Ernesto Cárdenas, de obrero a pintor de la memoria boyacense
98 años del artista duitamense no le hacen mella a su vocación por el acto creativo.
Los invitados llegan, los músicos tocan, el fotógrafo plasma la imagen para el recuerdo, y una generosa vianda de carnes se prepara al aire libre, en esta suntuosa boda campesina. Foto: Néstor H. Salom
Para la entrevista con el maestro Ernesto Cárdenas, duitamense de pura cepa, hay que ir hasta las afueras de esta ciudad de Boyacá que se enorgullece de su estirpe patriota, pues de allí salió una buena parte de los soldados que guerrearon al mando de Bolívar en la batalla de Boyacá.
Es el campo ya. Desde la puerta de su casa, en una ladera, se ven esas vacas y esos caballos y esos perros campesinos que suelen poblar sus cuadros, pues aunque muchas de sus obras son pintadas de memoria, los modelos los toma de la vida real.

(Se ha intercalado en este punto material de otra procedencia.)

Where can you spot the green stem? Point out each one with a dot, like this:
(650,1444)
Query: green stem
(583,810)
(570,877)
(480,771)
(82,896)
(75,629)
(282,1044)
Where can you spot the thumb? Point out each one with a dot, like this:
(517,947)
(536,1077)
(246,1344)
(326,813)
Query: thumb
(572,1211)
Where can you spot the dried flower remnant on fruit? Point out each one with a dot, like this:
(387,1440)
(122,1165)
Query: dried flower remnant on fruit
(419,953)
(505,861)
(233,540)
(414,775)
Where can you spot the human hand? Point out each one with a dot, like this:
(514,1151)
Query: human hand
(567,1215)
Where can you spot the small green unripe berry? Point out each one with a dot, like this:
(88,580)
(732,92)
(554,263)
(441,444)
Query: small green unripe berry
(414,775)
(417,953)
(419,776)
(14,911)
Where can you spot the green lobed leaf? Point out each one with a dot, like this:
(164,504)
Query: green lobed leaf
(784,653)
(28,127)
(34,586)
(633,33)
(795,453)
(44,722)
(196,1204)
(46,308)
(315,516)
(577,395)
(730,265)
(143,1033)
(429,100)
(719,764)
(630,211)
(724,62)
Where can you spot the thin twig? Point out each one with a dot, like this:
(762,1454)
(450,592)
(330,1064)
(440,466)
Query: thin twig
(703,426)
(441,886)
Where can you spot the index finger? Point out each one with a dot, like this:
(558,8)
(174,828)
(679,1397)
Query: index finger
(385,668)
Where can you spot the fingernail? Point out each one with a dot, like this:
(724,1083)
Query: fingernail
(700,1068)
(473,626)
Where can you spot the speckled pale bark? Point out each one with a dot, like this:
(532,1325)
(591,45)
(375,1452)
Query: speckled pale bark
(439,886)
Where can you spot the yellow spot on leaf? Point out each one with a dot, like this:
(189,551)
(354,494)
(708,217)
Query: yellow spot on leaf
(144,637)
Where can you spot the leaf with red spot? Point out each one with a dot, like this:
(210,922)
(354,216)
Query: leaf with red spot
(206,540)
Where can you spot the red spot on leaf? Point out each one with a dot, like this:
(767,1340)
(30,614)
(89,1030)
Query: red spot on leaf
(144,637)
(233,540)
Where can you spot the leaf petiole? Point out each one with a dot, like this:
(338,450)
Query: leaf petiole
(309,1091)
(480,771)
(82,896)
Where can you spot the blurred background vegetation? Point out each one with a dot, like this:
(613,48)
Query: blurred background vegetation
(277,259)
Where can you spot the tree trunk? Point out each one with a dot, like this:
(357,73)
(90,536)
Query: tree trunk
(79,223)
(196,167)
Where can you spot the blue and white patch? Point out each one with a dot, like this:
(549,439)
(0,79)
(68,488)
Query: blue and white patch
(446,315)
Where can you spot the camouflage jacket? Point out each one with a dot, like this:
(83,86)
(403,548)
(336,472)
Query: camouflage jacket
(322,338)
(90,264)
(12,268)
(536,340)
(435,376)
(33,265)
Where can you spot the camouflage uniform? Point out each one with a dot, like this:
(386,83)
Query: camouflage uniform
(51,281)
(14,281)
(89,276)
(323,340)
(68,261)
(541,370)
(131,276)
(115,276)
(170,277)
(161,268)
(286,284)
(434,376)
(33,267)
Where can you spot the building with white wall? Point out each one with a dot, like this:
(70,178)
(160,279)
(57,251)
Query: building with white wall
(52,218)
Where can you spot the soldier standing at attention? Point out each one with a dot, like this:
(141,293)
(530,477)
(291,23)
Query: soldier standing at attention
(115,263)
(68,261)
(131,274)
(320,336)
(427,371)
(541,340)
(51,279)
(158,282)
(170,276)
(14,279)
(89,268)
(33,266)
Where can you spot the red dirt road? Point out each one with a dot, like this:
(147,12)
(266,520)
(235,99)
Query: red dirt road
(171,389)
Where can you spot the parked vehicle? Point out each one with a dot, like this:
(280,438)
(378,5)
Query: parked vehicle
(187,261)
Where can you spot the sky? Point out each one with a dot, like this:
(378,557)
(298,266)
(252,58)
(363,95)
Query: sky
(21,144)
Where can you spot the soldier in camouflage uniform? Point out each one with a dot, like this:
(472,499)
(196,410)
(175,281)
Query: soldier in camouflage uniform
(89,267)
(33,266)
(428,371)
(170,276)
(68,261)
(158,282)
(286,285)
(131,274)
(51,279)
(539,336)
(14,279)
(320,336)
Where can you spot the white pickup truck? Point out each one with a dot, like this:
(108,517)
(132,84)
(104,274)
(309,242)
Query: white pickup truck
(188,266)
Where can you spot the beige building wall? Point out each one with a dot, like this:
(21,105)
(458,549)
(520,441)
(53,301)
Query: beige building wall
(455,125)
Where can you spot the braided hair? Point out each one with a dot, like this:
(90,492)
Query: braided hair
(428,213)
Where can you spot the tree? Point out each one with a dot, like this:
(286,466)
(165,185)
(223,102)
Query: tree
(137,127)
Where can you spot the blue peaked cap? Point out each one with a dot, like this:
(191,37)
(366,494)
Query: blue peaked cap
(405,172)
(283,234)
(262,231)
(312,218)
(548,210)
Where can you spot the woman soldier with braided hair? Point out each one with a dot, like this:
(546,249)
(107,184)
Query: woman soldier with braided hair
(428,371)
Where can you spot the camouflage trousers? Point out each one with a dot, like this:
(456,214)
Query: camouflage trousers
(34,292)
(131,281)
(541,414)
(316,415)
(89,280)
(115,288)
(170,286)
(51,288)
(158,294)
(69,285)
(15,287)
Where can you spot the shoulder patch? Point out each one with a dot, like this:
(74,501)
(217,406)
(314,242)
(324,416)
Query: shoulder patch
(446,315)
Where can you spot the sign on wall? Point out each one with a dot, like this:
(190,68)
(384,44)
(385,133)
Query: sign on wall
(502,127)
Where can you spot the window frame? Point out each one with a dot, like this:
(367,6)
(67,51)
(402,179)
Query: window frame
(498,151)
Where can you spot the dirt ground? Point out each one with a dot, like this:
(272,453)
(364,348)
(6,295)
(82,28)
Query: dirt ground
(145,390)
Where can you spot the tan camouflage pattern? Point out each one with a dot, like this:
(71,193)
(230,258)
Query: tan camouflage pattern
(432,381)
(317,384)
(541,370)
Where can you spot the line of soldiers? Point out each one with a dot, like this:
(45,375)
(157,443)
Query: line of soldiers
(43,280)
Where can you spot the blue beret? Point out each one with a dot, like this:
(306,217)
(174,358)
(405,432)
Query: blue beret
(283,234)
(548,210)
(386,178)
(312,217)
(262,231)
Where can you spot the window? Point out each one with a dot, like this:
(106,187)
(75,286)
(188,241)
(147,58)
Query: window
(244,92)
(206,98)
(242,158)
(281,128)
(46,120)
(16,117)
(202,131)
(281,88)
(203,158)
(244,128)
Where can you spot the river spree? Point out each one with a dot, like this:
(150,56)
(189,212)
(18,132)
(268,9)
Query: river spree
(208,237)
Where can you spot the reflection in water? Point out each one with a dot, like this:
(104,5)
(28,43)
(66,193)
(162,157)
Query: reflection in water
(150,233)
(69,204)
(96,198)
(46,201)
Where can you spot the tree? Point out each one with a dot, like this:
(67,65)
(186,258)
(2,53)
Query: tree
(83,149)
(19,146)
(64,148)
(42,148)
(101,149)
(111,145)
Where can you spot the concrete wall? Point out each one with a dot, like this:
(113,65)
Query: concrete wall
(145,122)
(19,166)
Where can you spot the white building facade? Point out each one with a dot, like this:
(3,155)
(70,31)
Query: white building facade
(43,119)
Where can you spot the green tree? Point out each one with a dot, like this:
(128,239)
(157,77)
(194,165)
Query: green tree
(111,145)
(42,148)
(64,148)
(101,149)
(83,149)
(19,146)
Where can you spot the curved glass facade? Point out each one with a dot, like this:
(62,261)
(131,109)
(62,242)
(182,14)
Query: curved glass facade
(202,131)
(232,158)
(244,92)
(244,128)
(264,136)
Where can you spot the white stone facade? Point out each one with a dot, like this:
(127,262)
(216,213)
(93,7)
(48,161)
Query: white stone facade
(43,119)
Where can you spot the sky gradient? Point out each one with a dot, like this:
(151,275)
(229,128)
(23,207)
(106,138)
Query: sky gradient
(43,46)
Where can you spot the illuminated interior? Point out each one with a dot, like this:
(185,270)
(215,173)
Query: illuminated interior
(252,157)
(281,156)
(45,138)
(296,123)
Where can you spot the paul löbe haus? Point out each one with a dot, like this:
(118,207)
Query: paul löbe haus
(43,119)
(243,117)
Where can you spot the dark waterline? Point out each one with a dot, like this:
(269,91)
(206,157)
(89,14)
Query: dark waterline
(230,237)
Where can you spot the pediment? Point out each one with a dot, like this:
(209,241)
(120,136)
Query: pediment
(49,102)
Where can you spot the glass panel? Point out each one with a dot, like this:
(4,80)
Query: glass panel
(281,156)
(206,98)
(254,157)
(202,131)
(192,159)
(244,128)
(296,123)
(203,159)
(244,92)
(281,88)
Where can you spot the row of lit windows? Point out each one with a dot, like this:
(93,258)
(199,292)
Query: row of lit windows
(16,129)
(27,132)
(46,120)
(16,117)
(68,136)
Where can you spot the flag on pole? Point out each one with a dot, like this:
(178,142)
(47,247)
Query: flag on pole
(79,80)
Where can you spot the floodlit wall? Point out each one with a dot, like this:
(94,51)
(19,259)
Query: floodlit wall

Su pintura tiene esa vitalidad y ese colorido que mueve a curiosidad a quien la mira, curiosidad por saber si son escenas que vio o vivió o son producto de su infatigable invención.
Cárdenas es una celebridad de la cultura de Duitama, tanto que en una calle central, en una banca, está sentado, con pincel y paleta en ristre, un monumento de tamaño natural que lo representa con fidelidad.
Nos recibe sentado en medio de una muestra desbordada de bastidores ya pintados, en un patio donde todo en derredor son obras suyas: las paredes, la mesa, los asientos, un mueble para guardar cosas, en los que él plasma su obsesión por el arte.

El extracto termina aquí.